La Décision relate l'histoire d'une magistrate du parquet antiterroriste, nommée Alma. Elle est en charge du dossier d'un jeune homme emprisonné depuis son retour de Syrie, suspecté de radicalisation et de projeter des attentats sur le territoire français. Nous suivons tout au long du roman l'enquête qui est menée pour déterminer les véritables intentions de son retour. L'écriture de Karine Tuil est fluide et l'histoire se suit facilement. Le roman traite notamment du thème philosophique suivant : la faillibilité de la justice. Le dénouement de l'histoire prendra ainsi tout son sens lorsque la magistrate prendra une décision qui entraînera une tragédie.
Alma est une femme subissant une pression psychologique quotidienne, aussi bien dans son travail que dans sa vie privée. De son travail, on témoigne de la violence qu'elle regarde en vidéo pour l'instruction des dossiers, des menaces qu'elle reçoit par sms lorsque des individus cherchent à l'intimider et des agressions verbales et physiques pour avoir simplement fait son travail. Quant à sa vie privée, nous découvrons une femme émotionnellement instable, mariée à un homme désagréable et nocif qu'elle n'ose pas quitter, entretenant une liaison avec un avocat qui défend le suspect de son dossier. Epuisée par son travail et fragile psychologiquement, Alma semble prise dans un cercle vicieux dont elle n'envisage pas la sortie.
Il est intéressant de constater que le point de confluence de l'histoire réside dans sa relation interdite avec l'avocat de la défense. En entretenant cette liaison, elle décide bien malgré elle de mélanger sa vie personnelle et professionnelle au risque d'affecter la vie de ses concitoyens. Car au parquet antiterroriste, il va de soi que l'enjeu se mesure en vies humaines. Aucune légèreté ne saurait donc être tolérée.
Il est ainsi difficile de savoir après lecture quelle était l'intention sous-tendue par l'auteure.

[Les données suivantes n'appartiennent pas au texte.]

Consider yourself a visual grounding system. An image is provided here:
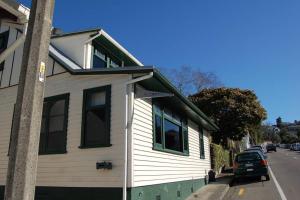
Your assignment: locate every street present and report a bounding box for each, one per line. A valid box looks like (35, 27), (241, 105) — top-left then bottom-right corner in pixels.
(224, 148), (300, 200)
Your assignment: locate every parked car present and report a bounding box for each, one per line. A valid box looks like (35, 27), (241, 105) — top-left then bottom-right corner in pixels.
(295, 143), (300, 151)
(290, 143), (300, 151)
(245, 147), (268, 159)
(233, 150), (270, 181)
(266, 144), (276, 152)
(290, 143), (296, 151)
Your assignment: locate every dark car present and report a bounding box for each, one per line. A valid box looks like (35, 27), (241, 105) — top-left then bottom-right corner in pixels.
(266, 144), (276, 152)
(233, 150), (270, 181)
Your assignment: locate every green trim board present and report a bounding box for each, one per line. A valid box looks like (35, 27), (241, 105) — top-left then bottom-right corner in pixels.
(129, 178), (205, 200)
(199, 127), (205, 159)
(0, 178), (205, 200)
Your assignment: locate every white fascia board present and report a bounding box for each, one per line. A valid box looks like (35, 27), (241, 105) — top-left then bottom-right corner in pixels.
(100, 29), (144, 66)
(0, 0), (30, 23)
(49, 44), (82, 69)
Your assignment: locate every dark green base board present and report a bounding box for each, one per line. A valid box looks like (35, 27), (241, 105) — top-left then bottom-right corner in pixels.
(0, 179), (205, 200)
(130, 179), (205, 200)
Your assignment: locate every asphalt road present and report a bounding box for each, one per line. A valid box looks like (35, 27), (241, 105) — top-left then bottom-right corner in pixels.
(224, 148), (300, 200)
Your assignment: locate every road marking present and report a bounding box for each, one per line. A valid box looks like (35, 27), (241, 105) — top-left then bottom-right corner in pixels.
(268, 166), (287, 200)
(238, 188), (245, 196)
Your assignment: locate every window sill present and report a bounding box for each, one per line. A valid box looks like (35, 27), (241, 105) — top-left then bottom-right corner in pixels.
(78, 144), (112, 149)
(152, 147), (189, 156)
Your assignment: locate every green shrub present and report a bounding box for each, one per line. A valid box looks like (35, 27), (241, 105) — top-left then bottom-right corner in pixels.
(210, 143), (230, 174)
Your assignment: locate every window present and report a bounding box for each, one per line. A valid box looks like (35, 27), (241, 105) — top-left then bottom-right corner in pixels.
(0, 31), (9, 71)
(9, 94), (69, 154)
(93, 43), (122, 68)
(80, 86), (111, 148)
(153, 104), (189, 155)
(93, 48), (107, 68)
(39, 94), (69, 154)
(199, 127), (205, 159)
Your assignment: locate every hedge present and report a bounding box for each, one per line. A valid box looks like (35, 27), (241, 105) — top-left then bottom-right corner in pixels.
(210, 143), (230, 174)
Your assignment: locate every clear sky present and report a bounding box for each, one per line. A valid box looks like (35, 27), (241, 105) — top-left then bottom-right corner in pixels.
(19, 0), (300, 122)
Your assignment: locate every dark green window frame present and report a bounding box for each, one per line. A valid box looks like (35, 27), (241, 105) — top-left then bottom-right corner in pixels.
(39, 93), (70, 155)
(7, 93), (70, 155)
(199, 127), (205, 159)
(0, 31), (9, 71)
(79, 85), (112, 149)
(152, 103), (189, 156)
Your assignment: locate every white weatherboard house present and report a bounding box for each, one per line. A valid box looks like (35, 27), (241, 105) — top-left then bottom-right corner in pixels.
(0, 0), (218, 200)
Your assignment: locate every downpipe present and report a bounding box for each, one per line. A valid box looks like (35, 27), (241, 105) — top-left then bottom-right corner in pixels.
(123, 72), (153, 200)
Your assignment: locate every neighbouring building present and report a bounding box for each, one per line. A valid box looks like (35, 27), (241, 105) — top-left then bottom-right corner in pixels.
(0, 0), (218, 200)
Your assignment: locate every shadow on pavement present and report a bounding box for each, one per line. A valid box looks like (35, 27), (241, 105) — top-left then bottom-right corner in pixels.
(229, 177), (266, 187)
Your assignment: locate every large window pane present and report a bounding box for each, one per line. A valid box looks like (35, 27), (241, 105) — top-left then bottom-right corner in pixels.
(81, 86), (110, 148)
(164, 120), (182, 151)
(183, 129), (189, 151)
(85, 109), (106, 144)
(155, 115), (162, 144)
(40, 94), (69, 154)
(88, 92), (106, 106)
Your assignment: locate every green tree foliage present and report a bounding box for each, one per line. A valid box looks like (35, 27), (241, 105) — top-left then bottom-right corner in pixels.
(279, 128), (299, 144)
(189, 88), (267, 144)
(276, 117), (282, 128)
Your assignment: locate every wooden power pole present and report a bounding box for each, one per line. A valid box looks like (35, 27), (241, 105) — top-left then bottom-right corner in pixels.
(4, 0), (54, 200)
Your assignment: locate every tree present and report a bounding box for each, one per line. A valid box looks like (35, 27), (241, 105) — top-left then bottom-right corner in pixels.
(189, 88), (267, 144)
(160, 66), (223, 96)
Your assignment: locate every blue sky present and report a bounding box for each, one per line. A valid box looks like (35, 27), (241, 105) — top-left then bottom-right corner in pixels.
(20, 0), (300, 122)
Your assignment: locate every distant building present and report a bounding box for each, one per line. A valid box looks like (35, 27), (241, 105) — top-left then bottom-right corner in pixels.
(0, 0), (218, 200)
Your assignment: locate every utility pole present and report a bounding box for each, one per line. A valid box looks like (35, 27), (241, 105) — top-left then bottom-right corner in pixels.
(4, 0), (54, 200)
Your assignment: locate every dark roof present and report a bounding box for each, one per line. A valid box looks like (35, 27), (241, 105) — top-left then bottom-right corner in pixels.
(51, 28), (101, 39)
(49, 47), (218, 131)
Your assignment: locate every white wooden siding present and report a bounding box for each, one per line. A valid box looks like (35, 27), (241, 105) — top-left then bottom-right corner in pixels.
(132, 99), (210, 187)
(0, 69), (129, 187)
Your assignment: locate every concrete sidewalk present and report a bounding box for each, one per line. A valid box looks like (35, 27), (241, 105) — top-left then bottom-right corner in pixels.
(186, 174), (233, 200)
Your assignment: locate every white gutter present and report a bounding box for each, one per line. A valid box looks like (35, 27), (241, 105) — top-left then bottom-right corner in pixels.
(0, 2), (29, 63)
(123, 72), (153, 200)
(101, 30), (143, 66)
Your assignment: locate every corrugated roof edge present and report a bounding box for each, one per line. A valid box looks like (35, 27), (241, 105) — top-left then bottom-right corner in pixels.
(154, 68), (219, 131)
(49, 38), (219, 131)
(51, 28), (101, 39)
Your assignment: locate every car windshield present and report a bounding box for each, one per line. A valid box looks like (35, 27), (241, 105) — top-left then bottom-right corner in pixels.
(236, 152), (261, 162)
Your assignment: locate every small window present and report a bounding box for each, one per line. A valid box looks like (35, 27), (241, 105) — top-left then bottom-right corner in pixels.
(93, 49), (107, 68)
(0, 31), (9, 71)
(199, 127), (205, 159)
(153, 104), (188, 154)
(80, 86), (111, 148)
(39, 94), (69, 154)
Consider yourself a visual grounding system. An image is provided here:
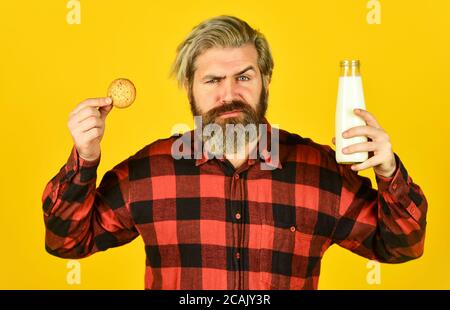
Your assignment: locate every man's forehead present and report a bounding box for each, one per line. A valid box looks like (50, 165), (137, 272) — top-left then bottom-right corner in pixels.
(195, 44), (258, 75)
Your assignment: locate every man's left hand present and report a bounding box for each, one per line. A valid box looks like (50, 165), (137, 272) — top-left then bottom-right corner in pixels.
(334, 109), (396, 178)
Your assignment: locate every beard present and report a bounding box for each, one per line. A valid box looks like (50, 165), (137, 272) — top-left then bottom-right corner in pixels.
(189, 87), (268, 157)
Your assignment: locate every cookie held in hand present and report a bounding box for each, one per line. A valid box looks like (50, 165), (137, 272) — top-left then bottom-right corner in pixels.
(108, 79), (136, 108)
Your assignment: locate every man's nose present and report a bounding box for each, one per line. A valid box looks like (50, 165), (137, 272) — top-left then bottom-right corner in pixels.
(220, 79), (237, 103)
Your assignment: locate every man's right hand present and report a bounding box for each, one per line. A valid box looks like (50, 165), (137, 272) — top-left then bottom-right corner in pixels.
(67, 97), (113, 161)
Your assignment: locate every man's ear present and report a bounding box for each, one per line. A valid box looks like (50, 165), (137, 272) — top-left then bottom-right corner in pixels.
(263, 75), (272, 89)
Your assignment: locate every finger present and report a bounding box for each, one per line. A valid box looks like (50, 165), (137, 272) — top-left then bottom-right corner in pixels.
(98, 104), (113, 120)
(353, 109), (381, 128)
(342, 142), (377, 154)
(72, 97), (112, 114)
(74, 107), (101, 123)
(342, 126), (384, 140)
(351, 156), (381, 171)
(77, 117), (103, 132)
(84, 127), (102, 141)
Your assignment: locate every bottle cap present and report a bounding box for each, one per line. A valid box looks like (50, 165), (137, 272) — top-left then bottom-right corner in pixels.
(341, 59), (359, 67)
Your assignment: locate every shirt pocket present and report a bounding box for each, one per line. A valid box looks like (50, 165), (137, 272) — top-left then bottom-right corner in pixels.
(260, 222), (317, 290)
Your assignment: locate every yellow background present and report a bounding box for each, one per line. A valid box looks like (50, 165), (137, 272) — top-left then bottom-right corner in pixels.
(0, 0), (450, 289)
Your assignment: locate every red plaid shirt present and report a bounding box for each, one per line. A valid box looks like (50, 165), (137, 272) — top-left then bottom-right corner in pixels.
(42, 120), (427, 289)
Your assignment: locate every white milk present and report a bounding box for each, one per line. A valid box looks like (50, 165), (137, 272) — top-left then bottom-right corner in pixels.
(335, 73), (368, 164)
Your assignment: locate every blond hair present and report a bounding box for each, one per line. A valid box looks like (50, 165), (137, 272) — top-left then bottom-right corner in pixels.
(172, 15), (274, 87)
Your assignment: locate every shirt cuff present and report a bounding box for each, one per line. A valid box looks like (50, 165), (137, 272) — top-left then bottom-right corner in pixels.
(375, 153), (408, 194)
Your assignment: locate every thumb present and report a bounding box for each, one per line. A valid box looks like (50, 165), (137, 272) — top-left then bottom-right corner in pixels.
(98, 97), (113, 120)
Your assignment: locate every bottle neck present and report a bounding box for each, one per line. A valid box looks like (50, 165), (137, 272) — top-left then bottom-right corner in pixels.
(341, 65), (361, 76)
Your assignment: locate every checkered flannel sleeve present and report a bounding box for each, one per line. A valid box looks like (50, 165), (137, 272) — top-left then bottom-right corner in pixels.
(333, 154), (427, 263)
(42, 147), (138, 258)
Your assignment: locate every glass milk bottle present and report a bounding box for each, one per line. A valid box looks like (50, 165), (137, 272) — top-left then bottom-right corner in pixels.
(335, 60), (369, 164)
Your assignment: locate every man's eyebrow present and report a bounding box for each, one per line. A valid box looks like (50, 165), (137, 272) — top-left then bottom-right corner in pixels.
(202, 65), (256, 80)
(234, 65), (256, 76)
(202, 74), (225, 80)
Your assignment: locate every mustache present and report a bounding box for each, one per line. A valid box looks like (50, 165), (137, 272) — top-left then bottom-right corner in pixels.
(206, 100), (254, 119)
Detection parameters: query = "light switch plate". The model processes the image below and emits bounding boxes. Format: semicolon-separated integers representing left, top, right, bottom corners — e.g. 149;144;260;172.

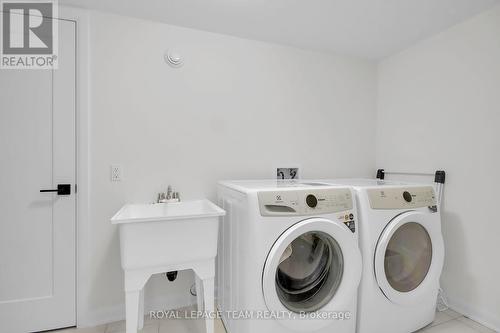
111;165;123;182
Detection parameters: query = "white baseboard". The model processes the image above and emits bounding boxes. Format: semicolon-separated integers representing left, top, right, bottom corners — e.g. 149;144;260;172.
78;295;196;328
448;296;500;332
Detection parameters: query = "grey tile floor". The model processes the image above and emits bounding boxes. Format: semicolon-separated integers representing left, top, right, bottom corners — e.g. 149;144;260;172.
53;310;495;333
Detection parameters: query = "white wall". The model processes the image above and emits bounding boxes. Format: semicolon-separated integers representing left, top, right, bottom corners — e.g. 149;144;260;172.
377;6;500;330
79;9;376;325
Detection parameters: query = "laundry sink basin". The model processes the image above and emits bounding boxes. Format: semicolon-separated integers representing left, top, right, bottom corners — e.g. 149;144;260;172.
111;200;225;270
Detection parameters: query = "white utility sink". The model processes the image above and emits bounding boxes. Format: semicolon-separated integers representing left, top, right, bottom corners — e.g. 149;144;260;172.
111;200;226;333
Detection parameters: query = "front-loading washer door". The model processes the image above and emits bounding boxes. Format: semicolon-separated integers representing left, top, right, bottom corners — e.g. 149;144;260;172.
262;218;361;331
374;211;444;304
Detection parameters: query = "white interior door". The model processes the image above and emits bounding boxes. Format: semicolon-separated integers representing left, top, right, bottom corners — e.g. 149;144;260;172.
0;16;76;333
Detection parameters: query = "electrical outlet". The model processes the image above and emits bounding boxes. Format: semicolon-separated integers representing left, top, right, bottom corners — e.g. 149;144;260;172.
111;165;123;182
276;168;299;179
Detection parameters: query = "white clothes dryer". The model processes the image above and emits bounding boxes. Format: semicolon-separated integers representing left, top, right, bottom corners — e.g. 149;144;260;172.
326;179;444;333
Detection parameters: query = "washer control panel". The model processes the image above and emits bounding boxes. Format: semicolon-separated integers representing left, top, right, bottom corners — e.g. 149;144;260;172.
367;186;436;209
257;188;353;216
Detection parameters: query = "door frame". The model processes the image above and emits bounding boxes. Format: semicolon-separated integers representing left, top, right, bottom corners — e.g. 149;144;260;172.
57;6;93;327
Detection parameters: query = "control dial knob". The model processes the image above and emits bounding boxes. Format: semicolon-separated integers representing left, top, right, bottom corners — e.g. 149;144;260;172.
306;194;318;208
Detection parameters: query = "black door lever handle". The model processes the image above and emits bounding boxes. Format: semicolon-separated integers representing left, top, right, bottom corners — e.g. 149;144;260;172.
40;184;71;195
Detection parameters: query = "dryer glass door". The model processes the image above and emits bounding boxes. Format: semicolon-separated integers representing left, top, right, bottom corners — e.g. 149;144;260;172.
262;218;362;332
374;211;444;304
384;222;432;292
276;231;344;312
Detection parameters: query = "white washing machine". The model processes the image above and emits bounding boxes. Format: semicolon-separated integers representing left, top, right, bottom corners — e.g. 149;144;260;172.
217;180;362;333
327;179;444;333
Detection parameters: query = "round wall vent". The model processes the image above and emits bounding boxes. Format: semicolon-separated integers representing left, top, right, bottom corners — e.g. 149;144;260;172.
163;50;184;68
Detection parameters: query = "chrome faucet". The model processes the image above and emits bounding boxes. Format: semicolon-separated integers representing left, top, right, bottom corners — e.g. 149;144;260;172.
156;185;181;203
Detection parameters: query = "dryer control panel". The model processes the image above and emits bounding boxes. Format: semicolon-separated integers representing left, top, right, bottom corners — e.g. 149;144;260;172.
367;186;436;209
257;188;353;216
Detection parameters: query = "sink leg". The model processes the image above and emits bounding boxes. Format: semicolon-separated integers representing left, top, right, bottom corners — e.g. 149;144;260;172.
125;290;141;333
195;274;203;311
137;289;144;330
203;277;215;333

Notre justice est-elle faillible parce que nos magistrats manquent de discernement ? Ou est-ce que la faillibilité réside dans un aléa dont les répercussions sont imprévisibles ? Cette histoire est pourtant celle d'une magistrate irresponsable qui ne se retire pas d'un dossier alors que sa décision ne peut plus être qualifiée d'impartiale. La Décision couronne ainsi de multiples décisions et indécisions préalables menant au dénouement.
Une telle évidence n'est pourtant pas commune dans la magistrature. Une faute aussi lourde ne représente pas la norme au sein des parquets et c'est en cela que ce roman comporte sa part de grotesque, qui plaît au grand public. La complexité des décisions se trouve surtout dans la réflexion juridique et pratique que le magistrat s'évertue à articuler. Lier l'impartialité à une affaire intime reste une narration simple ne nous amenant pas à la réflexion mais à la constatation. Or, de nombreux magistrats ont fait face à des pressions professionnelles similaires mais dont l'impartialité était mise à l'épreuve par l'opinion publique et politique comme dans l'affaire Patrick Henry en 1976 ou plus récemment l'affaire Samuel Paty en 2024.
Tels auraient été des enjeux complexes, dignes d’appeler à la réflexion profonde sur une décision de justice.